Issue 11.1 (Spring 2015)

Contributor Biographies

Jean Fernandez is Associate Professor of English at the University of Maryland Baltimore County. She is the author of Victorian Servants, Class and the Politics of Literacy, (Routledge, 2009). Her work has appeared or is scheduled to appear in Literature Interpretation Theory, Victorian Poetry, Victorian Literature and Culture, New Hibernia Review, The Blackwell Encyclopedia of Victorian Literature, and Victorian Review. She is currently working on a book project, The Poetics of Imperial Space.

Audrey Jaffe is the author, most recently, of The Affective Life of the Average Man: The Victorian Novel and the Stock-Market Graph (2010).  She is Professor of English at the University of Toronto.

Aaron S. Kaiserman is a doctoral candidate at the University of Ottawa. His dissertation tracks developments in the representation of Jews during the long eighteenth century in relation to the rise of the novel, especially the emergence of gothic and historical fiction. Other areas of interest include nineteenth century women’s writing, science in literature, and theories of childhood. Aaron has also published an article in Lumen (vol 32), “(De)Radicalism: Rootlessness and the Subversive Power of Money in Godwin’s Caleb Williams and St. Leon.

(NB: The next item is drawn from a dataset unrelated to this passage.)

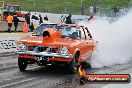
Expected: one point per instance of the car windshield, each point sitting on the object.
(10, 9)
(67, 31)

Emily R. Lyons is a PhD candidate in English Literature at the University of Arizona. She studies Victorian literature and the history of science, Victorian popular and science fiction, and postcolonial literature and theory. She is currently at work on her dissertation, which charts the operation of male visual authority as it develops in nineteenth-century British literature pre- and post-Darwin.

Don James McLaughlin is a Ph.D. candidate in the English Department at the University of Pennsylvania. In other adventures, he recently had the honor of helping with an exhibit at the Library Company of Philadelphia titled, “That’s So Gay: Outing Early America.” His dissertation in progress is titled “Phobia’s Parable: Viral Affect and the Medicalization of Fear in Anglo-American Literature, 1786-1885.”

Patricia Murphy is Professor of English at Missouri Southern State University.  She is the author of Time Is of the Essence: Temporality, Gender, and the New Woman (2001) and In Science’s Shadow: Literary Constructions of Late Victorian Women (2006).  A book on the New Woman is forthcoming.

Mary Trotter is an Associate Professor of English and Interdisciplinary Theatre Studies at the University of Wisconsin-Madison, and she serves as Chair of the University of Wisconsin-Madison’s MA/PhD Program in Interdisciplinary Theatre Studies. Her publications include Ireland’s National Theaters: Political Performance and the Origins of the Irish Dramatic Movement (Syracuse University Press, 2001) and Modern Irish Theatre (Cultural History of Literature Series, Polity Press, 2008). She is a member of the editorial board of Modern Drama as well as Past President of the American Conference for Irish Studies.